Charlottetown isn't very big so everything is easily accessible. I would just avoid living anywhere near the university as those areas will fill with students come September and I doubt they want to live in a student section of town.


----------



## juhi (Jul 7, 2013)

Thanks Colchar, yeah seems so,in the whole of that place no house for rent as we searched online. Hence we adviced them to extend their rental if possible. 
Pls could you suggest any place to prefer if they had to move from Charolettetown?


----------



## EVHB (Feb 11, 2008)

Maybe they can get in touch with Settlement Workers from the local newcomers association:
PEI Association for Newcomers to Canada
These people can provide them with more info.
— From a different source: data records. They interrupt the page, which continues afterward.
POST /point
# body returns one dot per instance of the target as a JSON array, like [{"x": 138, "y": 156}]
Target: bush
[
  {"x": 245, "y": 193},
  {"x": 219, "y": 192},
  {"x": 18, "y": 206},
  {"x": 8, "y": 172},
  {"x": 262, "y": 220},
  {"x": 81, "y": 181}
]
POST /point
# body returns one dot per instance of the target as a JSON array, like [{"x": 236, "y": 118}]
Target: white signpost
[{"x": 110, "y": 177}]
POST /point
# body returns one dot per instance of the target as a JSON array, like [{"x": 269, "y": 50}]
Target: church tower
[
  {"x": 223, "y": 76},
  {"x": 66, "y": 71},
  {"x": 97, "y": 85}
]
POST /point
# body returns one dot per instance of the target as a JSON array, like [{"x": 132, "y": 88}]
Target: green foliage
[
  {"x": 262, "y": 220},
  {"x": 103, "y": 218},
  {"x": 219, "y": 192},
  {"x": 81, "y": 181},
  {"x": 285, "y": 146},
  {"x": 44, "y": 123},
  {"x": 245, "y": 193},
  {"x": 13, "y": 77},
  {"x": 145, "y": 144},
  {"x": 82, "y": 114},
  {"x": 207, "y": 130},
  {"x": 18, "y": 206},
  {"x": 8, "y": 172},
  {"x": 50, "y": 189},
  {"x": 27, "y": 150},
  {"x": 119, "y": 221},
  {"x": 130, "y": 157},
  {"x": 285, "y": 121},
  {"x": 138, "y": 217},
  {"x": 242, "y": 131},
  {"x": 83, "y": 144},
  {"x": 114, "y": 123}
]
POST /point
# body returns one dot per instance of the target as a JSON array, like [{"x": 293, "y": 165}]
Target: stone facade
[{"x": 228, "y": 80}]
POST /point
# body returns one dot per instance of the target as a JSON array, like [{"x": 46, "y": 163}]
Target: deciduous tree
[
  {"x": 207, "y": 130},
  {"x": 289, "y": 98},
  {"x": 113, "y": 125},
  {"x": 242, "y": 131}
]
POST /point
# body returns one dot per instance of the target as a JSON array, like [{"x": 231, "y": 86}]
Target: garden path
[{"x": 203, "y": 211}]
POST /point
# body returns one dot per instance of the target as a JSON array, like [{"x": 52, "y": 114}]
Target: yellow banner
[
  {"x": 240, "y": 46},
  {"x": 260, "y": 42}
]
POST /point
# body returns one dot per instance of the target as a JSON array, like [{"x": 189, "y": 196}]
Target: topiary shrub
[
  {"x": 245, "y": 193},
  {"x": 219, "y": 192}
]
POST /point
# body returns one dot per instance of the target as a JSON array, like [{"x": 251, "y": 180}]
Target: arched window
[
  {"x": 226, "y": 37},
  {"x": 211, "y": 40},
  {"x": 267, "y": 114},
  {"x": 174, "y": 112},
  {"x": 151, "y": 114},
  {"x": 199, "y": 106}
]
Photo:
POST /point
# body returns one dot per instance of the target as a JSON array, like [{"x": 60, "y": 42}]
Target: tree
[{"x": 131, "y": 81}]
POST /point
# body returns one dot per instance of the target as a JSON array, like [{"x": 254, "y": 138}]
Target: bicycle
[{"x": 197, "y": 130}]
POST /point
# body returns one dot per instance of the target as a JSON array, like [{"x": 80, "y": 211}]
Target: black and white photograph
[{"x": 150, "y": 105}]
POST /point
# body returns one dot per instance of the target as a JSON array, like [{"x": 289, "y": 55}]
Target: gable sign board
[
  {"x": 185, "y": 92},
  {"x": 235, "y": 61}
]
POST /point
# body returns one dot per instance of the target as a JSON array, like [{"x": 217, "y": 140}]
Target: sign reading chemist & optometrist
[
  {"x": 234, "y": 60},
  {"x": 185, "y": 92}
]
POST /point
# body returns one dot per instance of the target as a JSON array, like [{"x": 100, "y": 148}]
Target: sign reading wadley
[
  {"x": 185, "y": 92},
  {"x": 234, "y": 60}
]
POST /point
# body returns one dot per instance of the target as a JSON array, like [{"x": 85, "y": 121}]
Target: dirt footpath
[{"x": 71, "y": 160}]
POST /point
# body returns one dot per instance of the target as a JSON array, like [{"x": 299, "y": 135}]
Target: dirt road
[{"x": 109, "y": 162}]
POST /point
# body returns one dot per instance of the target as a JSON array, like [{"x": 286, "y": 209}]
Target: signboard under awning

Why did they chose to go to that place to start their live in Canada? Do they have jobs? Available budget for rent can be of course the biggest problem in finding a place you can afford. Colleagues are always a great resource for all kinds of knowledge regarding the community you live in.


----------



## FourAgreements (Mar 19, 2014)

*Kijiji rental scams*

Also, beware of rental scams on Kijiji. Kijiji is a legitimate site and there are lots of real ads, but there are also scams. And one of them is a rental scam. If they are asked to provide any money upfront before seeing the place, walk away!!






juhi said:


> HELLO ALL,
> I am here on behalf of my sister's family to get any guidance and advice basically for everything who just landed in Canada precisely Prince Edward Island,Charlottetown. They are on their own, living in a rented place but that will end this week. prior to that they need to find a place to live. With no one around to help and they are not familiar with forums like these, so I felt this is a great place to have any words of wisdom from experienced people living locally. Would like to know which place in Charlottetown is best to live with good pre-schools,markets and service for any basic needs. They have kids 2 and 3 years of age and I guess 1 bedroom flat is good for them. They came to know about an online site kijiji for house search.
> 
> Any response/advice is appreciated.
> Thanks in advance.


----------



## colchar (Oct 25, 2011)

juhi said:


> Thanks Colchar, yeah seems so,in the whole of that place no house for rent as we searched online.


I guarantee you that there are places for rent:


https://www.google.ca/search?comple...0.0..0.0....0...1c.1.64.hp..0.0.0.mCAaoMJoge0






> Pls could you suggest any place to prefer if they had to move from Charolettetown?



No, I am not familiar enough with the province to do that.


----------



## EVHB (Feb 11, 2008)

Where to move to? Where you can find a job. What are their skills, their knowledge of English? Do they have money to relocate (to a different province)?


----------



## juhi (Jul 7, 2013)

Thanks All for all your help and advices. 
They were fortunate enough to get a place in the area like Charlottetown. 
They are on P&P visa it seems and yes, they found a friend who was with them at the time of processing, so a little bit help from them and their well known as well.
Thanks again


----------



## juhi (Jul 7, 2013)

Thanks all for your guidance and help. They have finally rented a place n Charlottetown. they are on P&P visa and found a friend who was them at the time of processing and hence got a bit of help from them and their near ones as well. 
Thanks again


----------



## Ella Rollins (Aug 3, 2016)

Glad to know that you got a place for rent Juhi..


----------